This notebook designs the experiment needed to feed ART's predictive capabilities. We use ART to provide suggested designs (flux modifications) for which to get phenotypic data. These designs and phenotypic data will be used later to predict new designs.
Tested using ART_v3.6 kernel on jprime.lbl.gov
ICE_MOstrains.csv
(to be used for ICE import)Clone the git repository with the ART
library
git clone https://github.com/JBEI/AutomatedRecommendationTool.git
or pull the latest version.
Information about licensing ART is available at https://github.com/JBEI/ART.
Importing needed libraries:
import sys
sys.path.append('../../AutomatedRecommendationTool') # Make sure this is the location for the ART library
sys.path.append('../')
from art.core import *
from plot_multiomics import plot_distribution_of_designs
These are the reactions we consider for genetic engineering in terms of isoprenol production:
user_params = {
'reactions': ['ACCOAC',
'MDH',
'PTAr',
'CS',
'ACACT1r',
'PPC',
'PPCK',
'PFL']
}
n_reactions = len(user_params['reactions'])

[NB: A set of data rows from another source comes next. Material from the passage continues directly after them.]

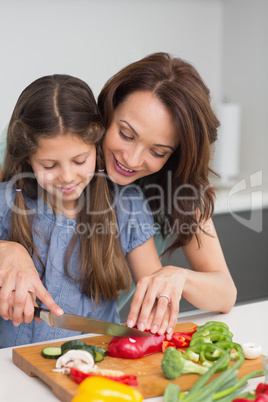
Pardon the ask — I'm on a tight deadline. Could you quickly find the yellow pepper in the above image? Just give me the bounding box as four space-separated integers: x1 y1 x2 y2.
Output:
72 376 143 402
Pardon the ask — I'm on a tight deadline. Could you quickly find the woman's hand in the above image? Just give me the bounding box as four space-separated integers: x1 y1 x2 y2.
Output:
0 241 63 325
127 266 185 339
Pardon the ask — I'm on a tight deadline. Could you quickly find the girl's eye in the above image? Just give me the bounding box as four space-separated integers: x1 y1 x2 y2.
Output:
152 149 166 158
74 160 86 165
119 130 133 141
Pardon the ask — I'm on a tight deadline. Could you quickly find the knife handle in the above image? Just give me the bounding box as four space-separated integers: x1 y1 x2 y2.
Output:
34 307 42 318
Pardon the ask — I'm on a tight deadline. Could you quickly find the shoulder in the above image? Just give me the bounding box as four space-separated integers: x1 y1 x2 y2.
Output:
0 182 15 236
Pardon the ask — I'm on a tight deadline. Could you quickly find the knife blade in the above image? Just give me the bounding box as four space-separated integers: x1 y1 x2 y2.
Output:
34 307 153 337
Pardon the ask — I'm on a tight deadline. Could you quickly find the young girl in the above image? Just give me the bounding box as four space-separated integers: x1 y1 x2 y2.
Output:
0 75 159 347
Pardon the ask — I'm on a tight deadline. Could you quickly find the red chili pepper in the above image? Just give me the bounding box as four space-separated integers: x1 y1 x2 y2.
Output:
70 367 138 386
107 335 166 359
255 382 268 395
171 330 196 348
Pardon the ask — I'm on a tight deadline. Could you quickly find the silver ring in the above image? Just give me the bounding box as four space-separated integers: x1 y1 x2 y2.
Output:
157 294 170 303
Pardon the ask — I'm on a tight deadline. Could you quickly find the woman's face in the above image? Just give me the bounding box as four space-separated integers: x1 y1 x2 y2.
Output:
103 91 179 185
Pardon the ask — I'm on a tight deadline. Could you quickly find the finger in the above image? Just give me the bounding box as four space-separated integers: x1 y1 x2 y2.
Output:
158 307 170 335
151 297 169 334
23 292 36 324
35 280 64 315
146 300 157 330
12 271 37 325
127 280 147 328
0 271 16 320
166 297 180 341
134 286 157 330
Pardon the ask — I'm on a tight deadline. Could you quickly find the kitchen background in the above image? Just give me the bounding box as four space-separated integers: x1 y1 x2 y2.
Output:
0 0 268 318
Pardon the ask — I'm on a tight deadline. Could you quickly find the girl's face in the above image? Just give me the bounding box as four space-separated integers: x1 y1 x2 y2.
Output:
103 91 179 185
29 134 96 215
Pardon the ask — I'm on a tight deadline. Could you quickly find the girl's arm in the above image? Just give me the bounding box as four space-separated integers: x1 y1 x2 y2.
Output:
0 240 63 325
127 219 237 338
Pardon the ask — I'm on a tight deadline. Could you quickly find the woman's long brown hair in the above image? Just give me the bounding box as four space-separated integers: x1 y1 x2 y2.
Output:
98 53 219 252
4 75 130 303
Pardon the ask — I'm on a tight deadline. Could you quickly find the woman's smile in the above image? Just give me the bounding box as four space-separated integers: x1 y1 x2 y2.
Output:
114 156 138 176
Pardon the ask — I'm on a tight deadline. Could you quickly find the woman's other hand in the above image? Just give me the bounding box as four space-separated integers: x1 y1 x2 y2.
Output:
127 266 185 340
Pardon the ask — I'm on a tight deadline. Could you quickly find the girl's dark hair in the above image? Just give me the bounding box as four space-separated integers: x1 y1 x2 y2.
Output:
4 75 130 303
98 53 219 252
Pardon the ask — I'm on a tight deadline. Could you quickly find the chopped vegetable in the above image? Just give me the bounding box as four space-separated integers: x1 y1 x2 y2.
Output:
41 346 61 359
61 340 86 354
242 342 262 359
61 340 107 362
70 367 138 386
161 348 208 380
54 349 95 373
108 335 166 359
164 382 181 402
72 376 143 402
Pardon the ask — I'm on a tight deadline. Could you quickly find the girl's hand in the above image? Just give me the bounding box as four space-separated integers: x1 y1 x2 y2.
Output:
127 266 185 339
0 241 63 325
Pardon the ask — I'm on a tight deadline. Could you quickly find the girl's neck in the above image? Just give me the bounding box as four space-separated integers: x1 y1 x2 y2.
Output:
43 192 78 219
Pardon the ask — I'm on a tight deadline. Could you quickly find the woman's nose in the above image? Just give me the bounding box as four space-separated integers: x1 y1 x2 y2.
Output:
123 147 144 170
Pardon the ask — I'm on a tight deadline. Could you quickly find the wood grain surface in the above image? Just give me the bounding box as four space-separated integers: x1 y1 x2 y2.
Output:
13 322 262 402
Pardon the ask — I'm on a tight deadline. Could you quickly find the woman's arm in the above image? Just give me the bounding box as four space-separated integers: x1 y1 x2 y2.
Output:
127 237 182 340
0 240 63 325
127 219 237 337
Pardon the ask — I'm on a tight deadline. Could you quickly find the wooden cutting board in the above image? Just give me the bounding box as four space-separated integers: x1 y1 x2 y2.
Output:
13 322 262 402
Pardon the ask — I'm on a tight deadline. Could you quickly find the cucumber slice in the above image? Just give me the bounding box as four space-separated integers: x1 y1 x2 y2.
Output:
61 340 107 362
41 346 61 359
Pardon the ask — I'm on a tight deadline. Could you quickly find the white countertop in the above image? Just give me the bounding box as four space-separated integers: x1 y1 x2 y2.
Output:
212 176 268 214
0 300 268 402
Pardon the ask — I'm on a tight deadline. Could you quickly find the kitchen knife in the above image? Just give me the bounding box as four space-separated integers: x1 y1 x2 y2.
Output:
34 307 152 337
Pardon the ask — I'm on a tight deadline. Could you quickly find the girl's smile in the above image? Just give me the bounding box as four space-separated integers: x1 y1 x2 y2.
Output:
30 133 96 216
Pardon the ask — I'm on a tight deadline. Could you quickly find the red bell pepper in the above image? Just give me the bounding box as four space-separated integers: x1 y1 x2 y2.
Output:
107 335 166 359
70 367 138 386
107 326 197 359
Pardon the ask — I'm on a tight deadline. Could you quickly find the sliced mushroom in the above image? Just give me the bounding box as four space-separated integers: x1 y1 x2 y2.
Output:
56 349 95 370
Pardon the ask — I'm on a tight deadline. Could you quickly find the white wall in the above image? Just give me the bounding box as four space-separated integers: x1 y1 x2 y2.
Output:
0 0 268 181
222 0 268 184
0 0 222 129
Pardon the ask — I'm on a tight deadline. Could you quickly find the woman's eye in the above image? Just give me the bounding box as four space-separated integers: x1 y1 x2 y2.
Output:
152 150 166 158
74 160 86 165
44 165 56 170
119 130 133 141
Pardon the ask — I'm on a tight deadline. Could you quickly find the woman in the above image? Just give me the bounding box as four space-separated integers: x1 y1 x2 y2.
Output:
0 53 236 334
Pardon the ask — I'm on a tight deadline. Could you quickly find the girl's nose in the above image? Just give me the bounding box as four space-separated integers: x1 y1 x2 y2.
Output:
59 167 75 183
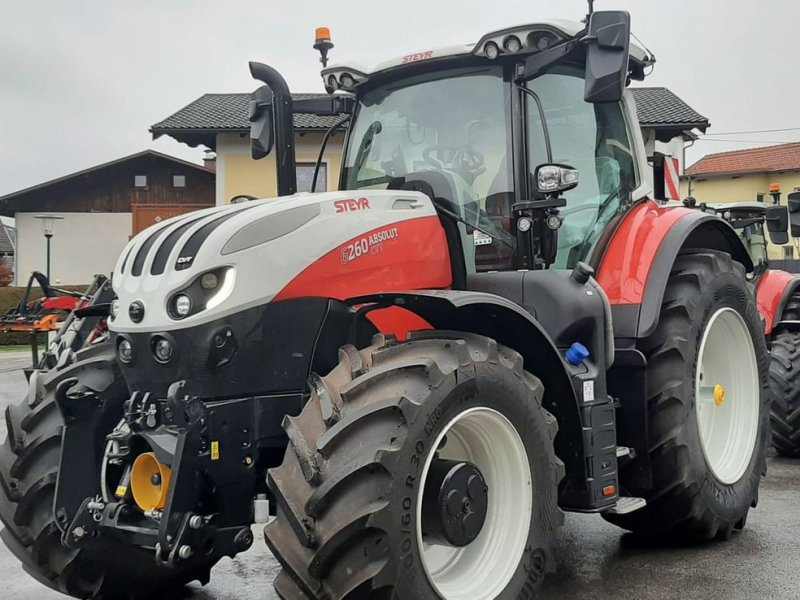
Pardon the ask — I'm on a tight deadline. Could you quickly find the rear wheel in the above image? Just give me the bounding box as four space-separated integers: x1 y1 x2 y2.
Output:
265 331 563 600
606 252 769 540
0 344 219 600
769 331 800 458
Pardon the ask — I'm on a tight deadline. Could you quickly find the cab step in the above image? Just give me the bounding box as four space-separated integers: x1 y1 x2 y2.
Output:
605 496 647 515
617 446 636 458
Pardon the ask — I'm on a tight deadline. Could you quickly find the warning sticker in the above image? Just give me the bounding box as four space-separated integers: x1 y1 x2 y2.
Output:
583 379 594 402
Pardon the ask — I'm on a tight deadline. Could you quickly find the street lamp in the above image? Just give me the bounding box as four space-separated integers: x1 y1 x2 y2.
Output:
34 215 64 281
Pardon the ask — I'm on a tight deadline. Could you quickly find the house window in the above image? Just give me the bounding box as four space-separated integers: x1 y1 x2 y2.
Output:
297 163 328 192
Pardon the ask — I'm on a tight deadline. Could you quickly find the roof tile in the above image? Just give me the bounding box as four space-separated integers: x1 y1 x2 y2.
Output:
631 87 709 131
150 94 340 133
150 87 708 134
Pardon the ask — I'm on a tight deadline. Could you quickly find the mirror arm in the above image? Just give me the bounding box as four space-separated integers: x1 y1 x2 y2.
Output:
518 38 585 81
250 62 297 196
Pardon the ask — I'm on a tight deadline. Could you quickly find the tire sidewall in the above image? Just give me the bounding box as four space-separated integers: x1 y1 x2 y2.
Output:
387 363 558 599
684 272 769 520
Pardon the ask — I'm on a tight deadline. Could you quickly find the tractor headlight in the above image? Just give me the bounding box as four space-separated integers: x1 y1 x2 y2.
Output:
167 267 236 320
503 35 522 54
117 338 133 364
152 336 175 363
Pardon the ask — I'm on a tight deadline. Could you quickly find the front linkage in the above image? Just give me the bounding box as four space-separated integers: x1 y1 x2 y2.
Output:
56 379 304 567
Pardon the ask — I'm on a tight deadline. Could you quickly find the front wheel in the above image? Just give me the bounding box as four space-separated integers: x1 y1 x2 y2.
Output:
265 331 563 600
769 331 800 458
606 251 769 540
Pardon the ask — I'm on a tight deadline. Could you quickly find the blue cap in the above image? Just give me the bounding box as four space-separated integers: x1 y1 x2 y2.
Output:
565 342 589 366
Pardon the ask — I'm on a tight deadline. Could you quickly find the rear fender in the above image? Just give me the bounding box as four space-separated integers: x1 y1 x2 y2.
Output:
349 290 587 504
597 200 753 338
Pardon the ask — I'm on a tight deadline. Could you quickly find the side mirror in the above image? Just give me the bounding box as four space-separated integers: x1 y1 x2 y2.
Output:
534 164 580 195
583 10 631 103
248 85 275 160
786 192 800 237
766 205 788 246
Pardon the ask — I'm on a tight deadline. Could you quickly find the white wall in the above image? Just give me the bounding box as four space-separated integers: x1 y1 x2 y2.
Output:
14 213 131 286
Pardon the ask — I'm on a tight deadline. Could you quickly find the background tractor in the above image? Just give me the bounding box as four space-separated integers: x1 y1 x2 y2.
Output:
687 199 800 458
0 5 769 600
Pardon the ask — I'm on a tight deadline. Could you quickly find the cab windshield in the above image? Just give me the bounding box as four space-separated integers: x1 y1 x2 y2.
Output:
342 66 516 272
736 222 767 267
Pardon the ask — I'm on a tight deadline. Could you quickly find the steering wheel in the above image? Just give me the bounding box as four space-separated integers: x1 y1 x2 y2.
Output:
422 144 486 177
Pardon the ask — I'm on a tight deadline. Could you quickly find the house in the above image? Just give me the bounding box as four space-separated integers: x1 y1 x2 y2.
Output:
150 93 344 205
150 87 709 205
681 142 800 202
0 150 215 285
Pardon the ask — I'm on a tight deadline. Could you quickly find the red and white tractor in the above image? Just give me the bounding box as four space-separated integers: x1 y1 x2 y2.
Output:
0 5 769 600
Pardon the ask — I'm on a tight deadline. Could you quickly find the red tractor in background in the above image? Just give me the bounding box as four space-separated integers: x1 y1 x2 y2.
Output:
684 195 800 458
0 2 769 600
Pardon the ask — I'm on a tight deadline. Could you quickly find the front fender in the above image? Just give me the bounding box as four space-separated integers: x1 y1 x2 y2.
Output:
756 269 800 335
597 200 753 338
348 290 587 502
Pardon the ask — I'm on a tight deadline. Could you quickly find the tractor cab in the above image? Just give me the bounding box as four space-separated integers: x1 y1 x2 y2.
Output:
700 202 789 278
251 11 654 278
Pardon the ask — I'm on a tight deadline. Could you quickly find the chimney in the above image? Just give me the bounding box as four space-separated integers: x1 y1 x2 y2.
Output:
203 150 217 172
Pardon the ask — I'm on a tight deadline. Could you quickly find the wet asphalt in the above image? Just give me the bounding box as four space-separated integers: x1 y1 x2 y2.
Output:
0 352 800 600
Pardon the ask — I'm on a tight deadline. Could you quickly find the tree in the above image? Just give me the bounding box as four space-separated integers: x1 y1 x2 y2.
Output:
0 256 14 287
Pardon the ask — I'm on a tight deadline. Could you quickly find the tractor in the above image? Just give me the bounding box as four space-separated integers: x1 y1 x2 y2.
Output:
684 197 800 458
0 8 770 600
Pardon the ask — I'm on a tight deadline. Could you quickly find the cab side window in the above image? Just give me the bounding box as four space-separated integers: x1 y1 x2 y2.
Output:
526 67 637 268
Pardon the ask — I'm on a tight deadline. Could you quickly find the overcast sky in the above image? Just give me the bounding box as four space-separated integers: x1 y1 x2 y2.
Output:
0 0 800 195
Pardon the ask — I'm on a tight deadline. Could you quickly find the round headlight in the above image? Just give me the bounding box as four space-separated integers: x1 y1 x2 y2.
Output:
483 42 500 60
117 338 133 363
175 294 192 317
503 35 522 54
153 337 173 362
200 273 219 290
128 300 144 323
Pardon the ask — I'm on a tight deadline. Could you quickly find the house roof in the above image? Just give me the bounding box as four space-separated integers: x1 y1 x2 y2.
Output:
0 223 17 254
150 93 339 148
0 150 214 202
150 87 709 149
631 87 710 132
686 142 800 177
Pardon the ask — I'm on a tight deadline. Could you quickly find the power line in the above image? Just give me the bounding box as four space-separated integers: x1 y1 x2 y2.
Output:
703 127 800 135
697 137 791 144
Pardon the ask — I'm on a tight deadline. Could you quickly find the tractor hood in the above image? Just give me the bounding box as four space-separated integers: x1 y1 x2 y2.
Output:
109 190 440 333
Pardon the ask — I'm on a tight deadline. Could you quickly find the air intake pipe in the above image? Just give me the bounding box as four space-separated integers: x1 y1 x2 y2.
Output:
250 62 297 196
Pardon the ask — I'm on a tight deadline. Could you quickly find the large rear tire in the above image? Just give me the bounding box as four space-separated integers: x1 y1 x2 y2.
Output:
0 344 219 600
769 331 800 458
606 251 770 541
265 331 563 600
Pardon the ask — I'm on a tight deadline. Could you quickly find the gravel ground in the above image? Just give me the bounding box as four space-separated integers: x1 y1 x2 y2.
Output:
0 352 800 600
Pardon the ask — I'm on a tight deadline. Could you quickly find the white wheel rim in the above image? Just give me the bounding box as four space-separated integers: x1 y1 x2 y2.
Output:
417 408 533 600
695 308 760 485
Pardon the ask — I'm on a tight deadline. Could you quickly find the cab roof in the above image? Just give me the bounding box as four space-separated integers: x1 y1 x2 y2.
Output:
321 19 652 91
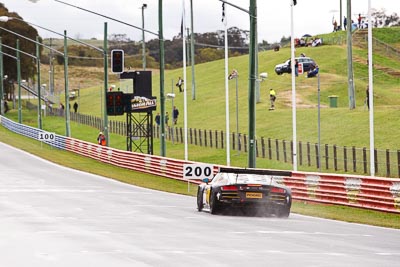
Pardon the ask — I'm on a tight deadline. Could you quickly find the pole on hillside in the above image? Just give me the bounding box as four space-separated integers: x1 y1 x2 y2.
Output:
368 0 375 176
347 0 356 109
248 0 257 168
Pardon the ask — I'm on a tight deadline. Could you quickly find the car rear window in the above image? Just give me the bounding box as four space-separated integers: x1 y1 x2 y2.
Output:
229 173 272 184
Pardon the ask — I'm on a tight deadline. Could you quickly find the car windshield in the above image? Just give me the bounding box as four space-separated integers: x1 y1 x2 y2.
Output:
228 173 272 184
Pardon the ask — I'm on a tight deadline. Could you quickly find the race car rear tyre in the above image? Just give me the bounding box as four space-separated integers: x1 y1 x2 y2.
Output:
210 191 220 214
197 188 204 211
276 206 290 218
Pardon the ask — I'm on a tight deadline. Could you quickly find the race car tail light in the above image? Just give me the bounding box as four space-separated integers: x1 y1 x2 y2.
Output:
270 187 286 194
221 185 237 191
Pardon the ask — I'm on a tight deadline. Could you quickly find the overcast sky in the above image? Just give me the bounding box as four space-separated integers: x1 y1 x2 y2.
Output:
0 0 400 43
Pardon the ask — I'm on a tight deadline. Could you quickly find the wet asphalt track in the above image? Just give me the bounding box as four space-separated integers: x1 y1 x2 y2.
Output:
0 143 400 267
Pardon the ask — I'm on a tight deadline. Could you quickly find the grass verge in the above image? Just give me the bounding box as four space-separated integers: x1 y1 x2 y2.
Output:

We consider the following possible genetic modifications:
and we describe them through numerical categories:
user_params['modif_dict'] = {
'KO': int(0),
'NoMod': int(1),
'UP': int(2)
}
Here we specify how many instances (designs) we want to create (change as desired):
user_params['n_instances'] = 96
And we define the path and name for the output file:
user_params['designs_ice_file'] = '../data/art_output/ICE_MOstrains.csv'
Here we calculate which percentage of possible designs we have covered with this initial set:
n_modifications = len(user_params['modif_dict'])
tot_number_mod = n_modifications**n_reactions
print(f"Total number of possible modifications: {tot_number_mod}")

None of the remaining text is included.